Blood samples (approximately 15 mL in each draw) were analyzed immediately in triplicate for hematocrit (microhematocrit method) and hemoglobin (cyanomethemoglobin method, Drabkin reagent; Sigma, St. Louis, MO), while changes were used to calculate changes in plasma volume (15). Lactate was also measured in whole blood in duplicate (Accutrend Lactate; Roche Diagnostics, Mannheim, Germany). Sweat rate (SR) was calculated using the following equation: SR = ([pretest body mass − posttest body mass]) + fluids consumed)/time (9). HR was measured continuously using an HR monitor (T3C; Suunto, Vantaa, Finland). During the time-to-exhaustion test, the subjects were also asked to give their RPE using the 6- to 20-point Borg scale (6). Total work was recorded in kilojoules from the summary results provided by the ergometer’s computer.
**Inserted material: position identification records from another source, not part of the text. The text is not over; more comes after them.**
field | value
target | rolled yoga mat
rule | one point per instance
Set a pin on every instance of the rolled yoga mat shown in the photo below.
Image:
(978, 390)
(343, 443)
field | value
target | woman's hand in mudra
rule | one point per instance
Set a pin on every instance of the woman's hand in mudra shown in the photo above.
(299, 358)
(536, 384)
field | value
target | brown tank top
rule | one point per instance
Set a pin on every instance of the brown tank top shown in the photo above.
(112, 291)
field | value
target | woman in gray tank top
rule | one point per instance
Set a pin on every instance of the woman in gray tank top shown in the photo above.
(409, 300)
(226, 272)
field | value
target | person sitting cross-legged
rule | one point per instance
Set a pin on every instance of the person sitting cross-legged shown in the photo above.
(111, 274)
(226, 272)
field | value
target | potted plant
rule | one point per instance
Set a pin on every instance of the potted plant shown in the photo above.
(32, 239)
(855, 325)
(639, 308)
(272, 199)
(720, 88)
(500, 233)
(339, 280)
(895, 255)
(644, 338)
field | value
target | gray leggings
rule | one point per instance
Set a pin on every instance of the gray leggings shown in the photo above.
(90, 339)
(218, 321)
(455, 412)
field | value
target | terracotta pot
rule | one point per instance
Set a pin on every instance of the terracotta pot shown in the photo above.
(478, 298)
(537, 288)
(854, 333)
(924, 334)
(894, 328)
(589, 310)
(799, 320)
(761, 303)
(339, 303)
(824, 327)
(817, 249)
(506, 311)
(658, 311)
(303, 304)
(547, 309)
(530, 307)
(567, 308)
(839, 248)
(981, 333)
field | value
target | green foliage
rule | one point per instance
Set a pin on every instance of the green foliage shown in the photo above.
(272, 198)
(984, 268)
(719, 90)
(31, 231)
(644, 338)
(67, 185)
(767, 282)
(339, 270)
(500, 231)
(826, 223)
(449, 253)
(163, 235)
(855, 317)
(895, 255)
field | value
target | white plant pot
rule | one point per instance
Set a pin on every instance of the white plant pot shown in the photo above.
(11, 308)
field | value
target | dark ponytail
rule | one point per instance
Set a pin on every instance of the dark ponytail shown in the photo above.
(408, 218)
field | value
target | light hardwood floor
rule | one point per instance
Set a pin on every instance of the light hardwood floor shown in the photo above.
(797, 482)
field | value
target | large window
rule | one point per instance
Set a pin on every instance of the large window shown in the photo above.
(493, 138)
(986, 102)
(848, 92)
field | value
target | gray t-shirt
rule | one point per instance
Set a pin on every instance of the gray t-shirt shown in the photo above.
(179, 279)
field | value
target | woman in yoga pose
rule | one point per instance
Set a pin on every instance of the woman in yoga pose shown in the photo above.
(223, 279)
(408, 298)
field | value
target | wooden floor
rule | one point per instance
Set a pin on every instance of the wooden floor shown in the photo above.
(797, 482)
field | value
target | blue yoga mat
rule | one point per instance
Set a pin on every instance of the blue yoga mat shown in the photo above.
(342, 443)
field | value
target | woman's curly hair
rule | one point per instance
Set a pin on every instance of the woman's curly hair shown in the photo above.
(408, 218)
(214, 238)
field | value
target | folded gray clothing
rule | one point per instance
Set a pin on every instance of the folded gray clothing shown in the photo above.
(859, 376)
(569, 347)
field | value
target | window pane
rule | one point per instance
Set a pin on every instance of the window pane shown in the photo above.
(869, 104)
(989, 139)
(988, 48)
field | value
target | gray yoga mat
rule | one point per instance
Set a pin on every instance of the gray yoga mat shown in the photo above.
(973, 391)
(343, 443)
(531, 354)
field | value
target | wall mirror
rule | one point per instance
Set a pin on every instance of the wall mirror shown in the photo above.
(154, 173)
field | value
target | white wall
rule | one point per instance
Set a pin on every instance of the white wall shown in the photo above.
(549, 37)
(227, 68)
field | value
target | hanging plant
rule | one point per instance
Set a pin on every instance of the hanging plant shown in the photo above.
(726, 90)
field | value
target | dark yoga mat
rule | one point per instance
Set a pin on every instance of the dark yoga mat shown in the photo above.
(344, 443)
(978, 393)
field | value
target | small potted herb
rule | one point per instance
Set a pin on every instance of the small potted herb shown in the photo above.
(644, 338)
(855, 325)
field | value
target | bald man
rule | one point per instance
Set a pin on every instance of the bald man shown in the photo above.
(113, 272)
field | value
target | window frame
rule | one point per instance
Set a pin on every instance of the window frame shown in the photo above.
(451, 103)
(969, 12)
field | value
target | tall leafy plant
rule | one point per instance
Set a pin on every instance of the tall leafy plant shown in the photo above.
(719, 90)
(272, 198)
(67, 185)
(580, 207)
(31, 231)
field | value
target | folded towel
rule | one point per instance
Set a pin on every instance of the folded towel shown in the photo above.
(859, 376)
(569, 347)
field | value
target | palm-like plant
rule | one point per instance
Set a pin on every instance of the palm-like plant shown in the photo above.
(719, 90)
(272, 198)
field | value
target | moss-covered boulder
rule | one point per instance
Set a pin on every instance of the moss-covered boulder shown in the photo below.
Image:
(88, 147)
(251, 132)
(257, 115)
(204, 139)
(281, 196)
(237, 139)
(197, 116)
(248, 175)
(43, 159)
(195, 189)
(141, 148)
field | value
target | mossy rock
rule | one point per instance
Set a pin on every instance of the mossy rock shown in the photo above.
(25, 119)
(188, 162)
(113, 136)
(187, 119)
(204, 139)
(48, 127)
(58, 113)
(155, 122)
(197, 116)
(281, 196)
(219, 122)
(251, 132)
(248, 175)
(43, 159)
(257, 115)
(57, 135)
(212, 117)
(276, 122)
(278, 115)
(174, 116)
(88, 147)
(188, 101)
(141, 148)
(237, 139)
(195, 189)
Data are presented as means ± 1 SE. A repeated-measures ANOVA model was used to evaluate the effect of the treatment in the study variables. A Tukey test was conducted to examine between-trials effects. Data were also analyzed for an order effect. However, repeated ANOVA revealed no statistical significance (P = 0.45). Differences between trials are presented as means ± SE along with their 95% confidence intervals (CI). A type I error of 0.05 or less was the threshold for statistical significance.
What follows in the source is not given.